Topíssima: Camila Rodrigues fala sobre Sophia Alencar

Atriz que fez Os Dez Mandamentos vive a protagonista da novela da Record TV

Rafael Ramos - 16/05/2019 17h24

Camila Rodrigues é Sophia Alencar na novela Topíssima Foto: Record TV/Blad Meneghel/

Camila Rodrigues está de volta à tela da Record TV, a partir da próxima terça-feira (21), como Sophia, a protagonista de Topíssima. A novela marca o retorno da emissora às tramas contemporâneas. O texto é de Cristianne Fridmann e a direção é de Rudi Lagemann.
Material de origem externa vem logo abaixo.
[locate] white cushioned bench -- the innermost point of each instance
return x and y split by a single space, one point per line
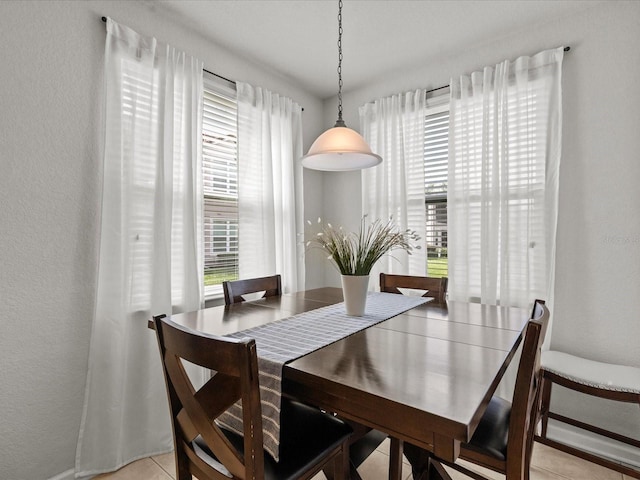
599 375
614 382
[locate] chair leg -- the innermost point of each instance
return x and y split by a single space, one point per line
545 388
419 460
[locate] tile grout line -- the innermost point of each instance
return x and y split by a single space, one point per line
163 469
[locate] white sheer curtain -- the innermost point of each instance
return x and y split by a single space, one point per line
394 127
150 246
270 211
504 160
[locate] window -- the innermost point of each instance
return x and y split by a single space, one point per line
436 155
220 177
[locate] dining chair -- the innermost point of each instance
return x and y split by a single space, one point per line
503 440
235 289
436 287
310 440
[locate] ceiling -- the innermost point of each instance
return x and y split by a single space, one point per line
298 38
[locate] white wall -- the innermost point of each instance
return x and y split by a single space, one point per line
597 301
50 180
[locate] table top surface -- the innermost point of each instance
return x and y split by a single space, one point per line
429 371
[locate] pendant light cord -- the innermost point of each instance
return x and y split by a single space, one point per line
340 122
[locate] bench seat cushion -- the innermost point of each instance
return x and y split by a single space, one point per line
600 375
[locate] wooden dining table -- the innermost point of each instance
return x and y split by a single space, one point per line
424 376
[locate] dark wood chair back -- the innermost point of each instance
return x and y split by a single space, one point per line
437 287
525 405
193 412
310 440
233 290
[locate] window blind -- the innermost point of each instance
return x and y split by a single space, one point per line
220 179
436 157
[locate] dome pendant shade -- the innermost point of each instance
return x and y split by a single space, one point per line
340 149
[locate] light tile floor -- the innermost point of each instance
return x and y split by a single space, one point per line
547 464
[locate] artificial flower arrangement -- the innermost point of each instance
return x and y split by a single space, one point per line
356 253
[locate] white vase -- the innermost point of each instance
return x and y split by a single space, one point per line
354 291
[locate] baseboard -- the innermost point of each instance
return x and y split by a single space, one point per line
593 443
68 475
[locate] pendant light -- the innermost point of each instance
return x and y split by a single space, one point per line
340 148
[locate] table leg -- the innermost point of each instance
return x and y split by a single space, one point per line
395 459
437 471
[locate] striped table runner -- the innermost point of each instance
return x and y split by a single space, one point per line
285 340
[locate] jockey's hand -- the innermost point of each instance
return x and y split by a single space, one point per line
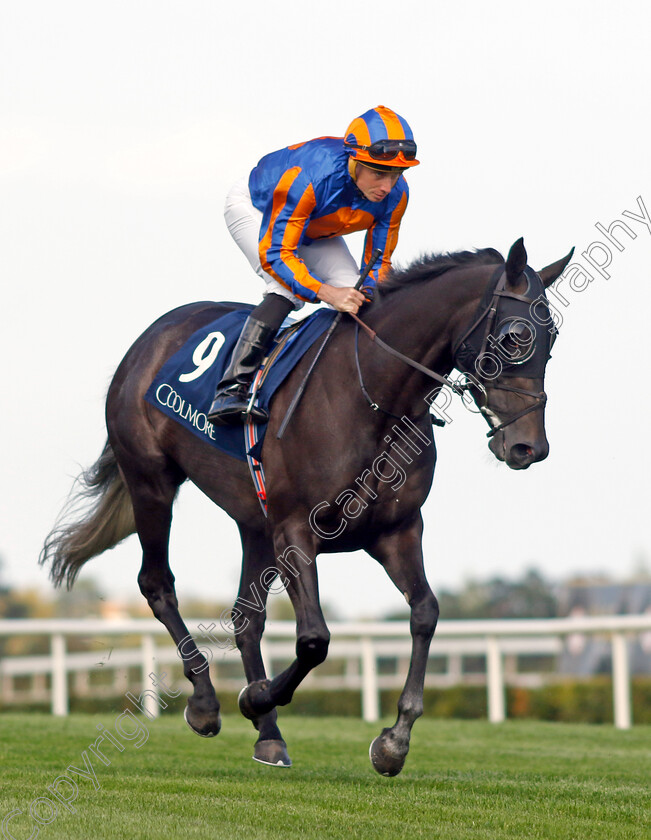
344 299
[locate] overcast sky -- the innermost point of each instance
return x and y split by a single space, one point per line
123 124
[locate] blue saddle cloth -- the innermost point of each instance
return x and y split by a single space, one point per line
184 387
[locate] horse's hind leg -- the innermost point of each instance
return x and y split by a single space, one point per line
152 495
248 622
401 555
298 571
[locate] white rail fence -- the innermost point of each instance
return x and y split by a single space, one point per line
360 645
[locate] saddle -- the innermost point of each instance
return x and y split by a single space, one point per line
184 386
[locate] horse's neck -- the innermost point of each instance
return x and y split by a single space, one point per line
423 321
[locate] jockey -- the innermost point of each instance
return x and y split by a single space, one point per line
289 216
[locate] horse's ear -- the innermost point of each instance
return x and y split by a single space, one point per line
516 261
553 272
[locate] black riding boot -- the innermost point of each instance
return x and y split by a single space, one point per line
231 400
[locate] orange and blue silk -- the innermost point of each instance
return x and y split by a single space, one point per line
305 192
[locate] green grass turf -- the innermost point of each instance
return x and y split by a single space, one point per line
462 779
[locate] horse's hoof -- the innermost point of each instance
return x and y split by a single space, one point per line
386 757
248 697
208 730
273 753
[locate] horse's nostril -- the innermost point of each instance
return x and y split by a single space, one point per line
522 453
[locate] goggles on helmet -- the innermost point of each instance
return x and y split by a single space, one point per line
388 149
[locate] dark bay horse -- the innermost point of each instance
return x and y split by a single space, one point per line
343 477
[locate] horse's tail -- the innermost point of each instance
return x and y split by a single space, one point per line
85 530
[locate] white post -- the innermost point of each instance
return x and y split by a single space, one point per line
370 698
149 690
621 682
495 681
59 676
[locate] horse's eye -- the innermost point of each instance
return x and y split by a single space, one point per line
516 341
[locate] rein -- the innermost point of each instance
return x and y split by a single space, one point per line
489 314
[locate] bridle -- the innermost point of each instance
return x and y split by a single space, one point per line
487 315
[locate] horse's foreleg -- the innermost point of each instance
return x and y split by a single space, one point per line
153 514
401 555
248 619
298 573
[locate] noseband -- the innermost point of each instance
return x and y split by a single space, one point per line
489 316
465 347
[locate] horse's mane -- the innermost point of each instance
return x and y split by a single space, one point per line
430 266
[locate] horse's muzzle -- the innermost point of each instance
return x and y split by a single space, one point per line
519 456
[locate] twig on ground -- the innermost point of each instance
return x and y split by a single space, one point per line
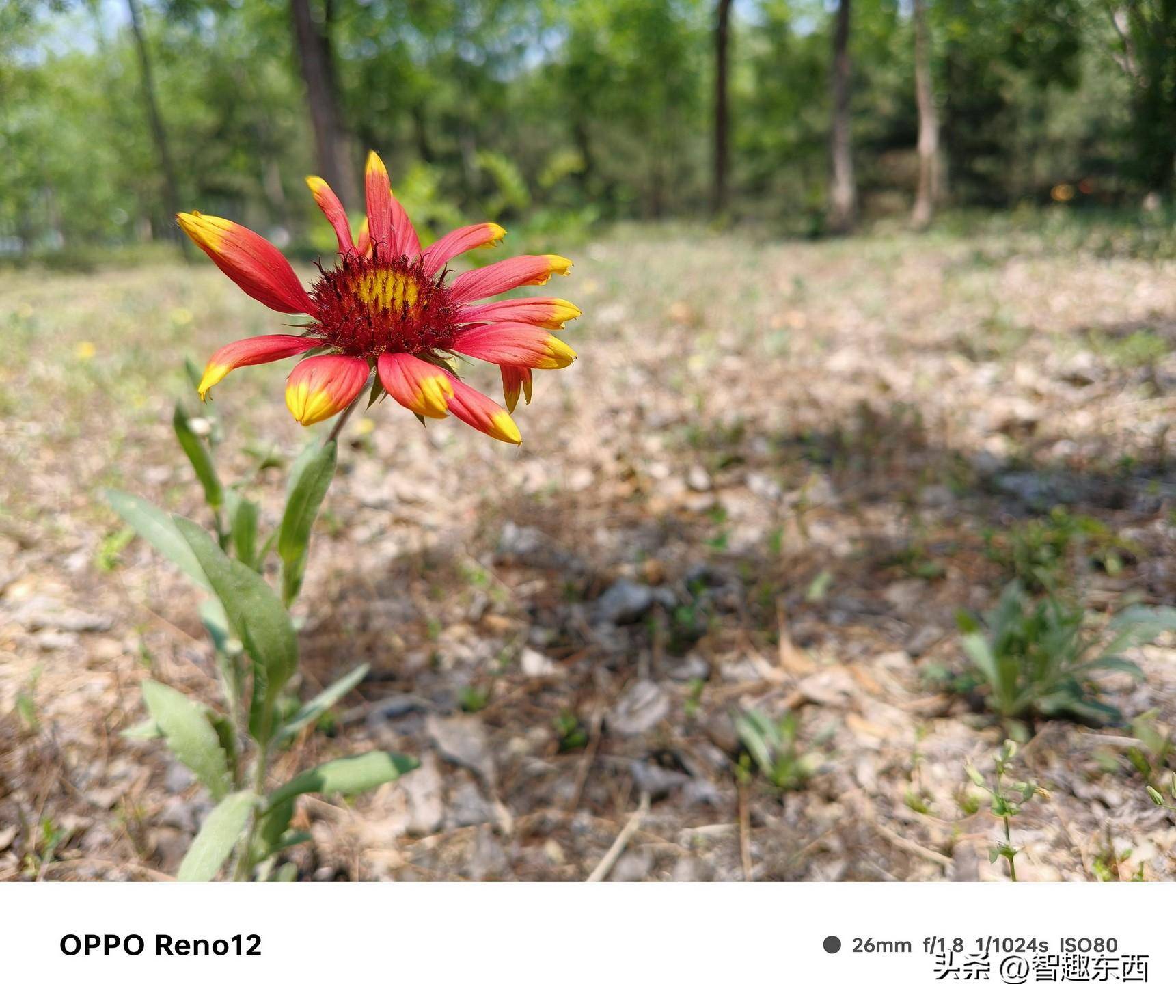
745 833
606 864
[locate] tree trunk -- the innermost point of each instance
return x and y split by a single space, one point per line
167 168
928 194
843 189
331 140
722 143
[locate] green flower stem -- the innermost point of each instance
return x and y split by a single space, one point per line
245 862
339 424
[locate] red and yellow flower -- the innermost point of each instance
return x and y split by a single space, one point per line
389 305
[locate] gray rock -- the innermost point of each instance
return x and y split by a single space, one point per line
422 789
693 666
626 601
463 740
698 479
178 778
40 613
179 813
468 807
536 665
518 540
634 866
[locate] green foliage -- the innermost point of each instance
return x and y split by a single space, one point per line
558 115
313 709
1007 799
346 776
257 654
1037 659
775 750
310 479
256 613
218 836
189 735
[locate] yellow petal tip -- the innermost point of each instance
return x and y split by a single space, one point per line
374 165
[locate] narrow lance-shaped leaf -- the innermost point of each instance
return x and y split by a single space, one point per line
243 517
158 528
189 734
348 776
218 836
316 707
197 454
310 479
254 612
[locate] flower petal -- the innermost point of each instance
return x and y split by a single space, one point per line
248 260
319 387
507 274
364 239
551 313
463 239
329 202
392 232
515 379
430 391
405 240
484 414
417 385
256 350
379 200
514 344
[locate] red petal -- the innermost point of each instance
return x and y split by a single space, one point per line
329 202
256 350
463 239
514 344
251 261
507 274
320 387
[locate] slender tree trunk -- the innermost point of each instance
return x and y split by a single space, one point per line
928 195
331 139
722 131
843 189
167 168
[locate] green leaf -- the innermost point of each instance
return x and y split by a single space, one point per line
274 825
243 517
316 708
348 776
310 479
189 734
218 835
981 654
197 454
254 612
158 528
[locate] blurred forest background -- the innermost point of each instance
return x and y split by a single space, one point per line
805 114
807 532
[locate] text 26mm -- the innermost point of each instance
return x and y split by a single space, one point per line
877 944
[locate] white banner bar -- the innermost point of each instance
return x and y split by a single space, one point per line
567 944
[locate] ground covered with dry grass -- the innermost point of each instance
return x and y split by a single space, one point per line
773 476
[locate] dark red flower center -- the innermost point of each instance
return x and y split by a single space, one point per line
367 308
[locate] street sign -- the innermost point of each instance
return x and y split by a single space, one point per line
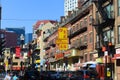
62 33
62 41
63 46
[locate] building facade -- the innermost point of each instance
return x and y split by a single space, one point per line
28 38
19 31
70 5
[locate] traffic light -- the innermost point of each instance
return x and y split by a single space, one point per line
2 44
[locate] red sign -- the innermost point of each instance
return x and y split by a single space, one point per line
18 51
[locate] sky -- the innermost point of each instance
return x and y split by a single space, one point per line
25 13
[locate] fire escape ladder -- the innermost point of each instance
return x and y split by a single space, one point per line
101 10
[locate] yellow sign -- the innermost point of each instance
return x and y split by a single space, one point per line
62 33
62 41
63 46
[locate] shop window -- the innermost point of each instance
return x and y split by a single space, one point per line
118 62
15 63
119 34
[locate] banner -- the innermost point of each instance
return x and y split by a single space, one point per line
18 51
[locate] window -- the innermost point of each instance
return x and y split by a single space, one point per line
119 34
85 56
17 58
118 7
15 63
90 19
91 37
81 24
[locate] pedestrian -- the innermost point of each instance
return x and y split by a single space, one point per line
8 76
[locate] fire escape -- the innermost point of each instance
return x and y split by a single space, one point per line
104 19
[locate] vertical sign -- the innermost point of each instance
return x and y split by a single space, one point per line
62 33
62 40
17 51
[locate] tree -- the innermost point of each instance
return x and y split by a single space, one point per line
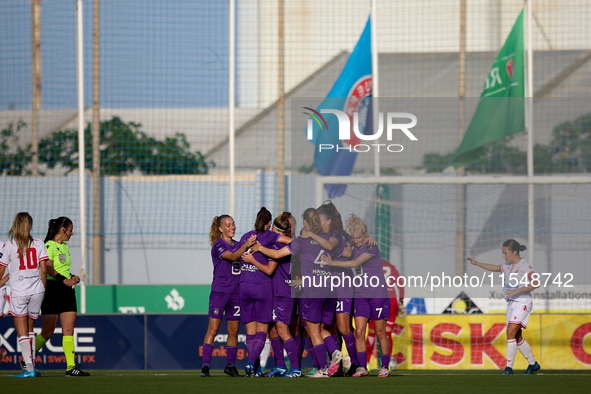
124 149
571 146
13 159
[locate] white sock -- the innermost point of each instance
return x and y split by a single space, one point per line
25 344
32 338
525 350
511 352
265 353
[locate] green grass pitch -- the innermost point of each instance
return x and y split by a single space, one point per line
407 382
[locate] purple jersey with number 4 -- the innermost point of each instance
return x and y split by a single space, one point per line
371 272
226 273
250 273
313 273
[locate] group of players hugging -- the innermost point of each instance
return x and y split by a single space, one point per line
323 286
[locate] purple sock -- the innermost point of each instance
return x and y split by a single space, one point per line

Na trama, que vai ao ar às 19h45, Sophia é uma mulher rica e empoderada à frente dos negócios da famílias. Mas, por uma obra do acaso, vai se apaixonar por Antonio Ramos, um taxista morador do Morro do Vidigal vivido por Felipe Cunha. Após quatro novelas bíblicas e uma trama individual, a atriz falou ao Pleno.News, durante a coletiva de imprensa da novela, sobre a ansiedade para que o público conheça sua nova heroína contemporânea.

Como está sendo encarar sua primeira protagonista e assumir essa retomada da Record às tramas atuais?
Ser protagonista faz a gente ter uma carga muito grande de trabalho, mas tenho um grupo maravilhoso que são todos os meus colegas, a direção, todos os coaches. Conto com um respaldo de pessoas ao redor que fazem com que isso seja menos doloroso. É muito gostoso, mas também é muito cansativo. Já tive essa experiência em Os Dez Mandamentos, mas está sendo maravilhoso agora em uma novela atual e mais leve. Consigo colocar muita coisa de mim no estudo do texto, que tem uma facilidade muito maior. Uma novela bíblica tem um peso, o texto é difícil e é uma coisa mais distante. Estava com saudade de fazer algo mais leve e estou muito feliz e realizada por esse projeto. Vi pouca coisa da novela e estou muito ansiosa já.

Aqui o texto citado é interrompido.